I'm interested as to why it isn't a settled manner. In my experience, H265 files tend to strike really nice compression ratios (in the same vein, after an AV1 transcode, I'm typically left gobsmacked).
(Or were you talking more about latency? In that case I have to defer to someone with more knowledge.)
h265 has about 20% lower bitrate than h264 at a very similar perceptible quality, but encoding several variants (adaptive streaming) quickly becomes more taxing on the hardware, and support for decoding h264 in hardware is both more ubiquitous and less expensive. As a concrete example, the 2018 generation of Amazon Fire TV sticks supports h265 but gets really hot, so when an adaptive stream offers both h264 and h265, the Fire TV picks the former. We were experimenting with detecting Fire TV serverside to give it a h265-only HLS manifest (the cost savings on the CDN would be sweet), but ultimately decided against it - the device manufacturer probably had a legitimate reason, be it stability or longevity.
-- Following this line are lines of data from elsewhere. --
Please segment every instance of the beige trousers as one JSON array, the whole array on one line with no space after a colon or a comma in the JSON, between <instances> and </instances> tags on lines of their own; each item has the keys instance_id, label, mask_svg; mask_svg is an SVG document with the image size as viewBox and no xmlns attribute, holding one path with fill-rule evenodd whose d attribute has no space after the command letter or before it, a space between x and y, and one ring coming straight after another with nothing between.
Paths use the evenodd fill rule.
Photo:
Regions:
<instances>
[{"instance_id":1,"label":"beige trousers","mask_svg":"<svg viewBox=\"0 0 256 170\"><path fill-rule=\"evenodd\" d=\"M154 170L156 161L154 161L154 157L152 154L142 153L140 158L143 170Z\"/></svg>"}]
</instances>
I don't quite understand the industry push for AV1. I appreciate that it's patent-unencumbered, but it makes very little sense from business perspective, as you still need to support h264 and/or h265 for devices that can't decode av1 in hardware (and let's agree that forcing software decoding for video should be criminal). So you add a third codec variant (across several quality tiers) to your stack, cost per minute (encode, storage) goes up, engineering/QA effort goes up... Where's the value? Hence my original question, is AV1 really that much better to justify all that?
Adopting AV1 isn't urgent but it's a good long-term move. The sooner we implement hardware support in new chipets, the sooner it will become as ubiquitous as H.264 is today.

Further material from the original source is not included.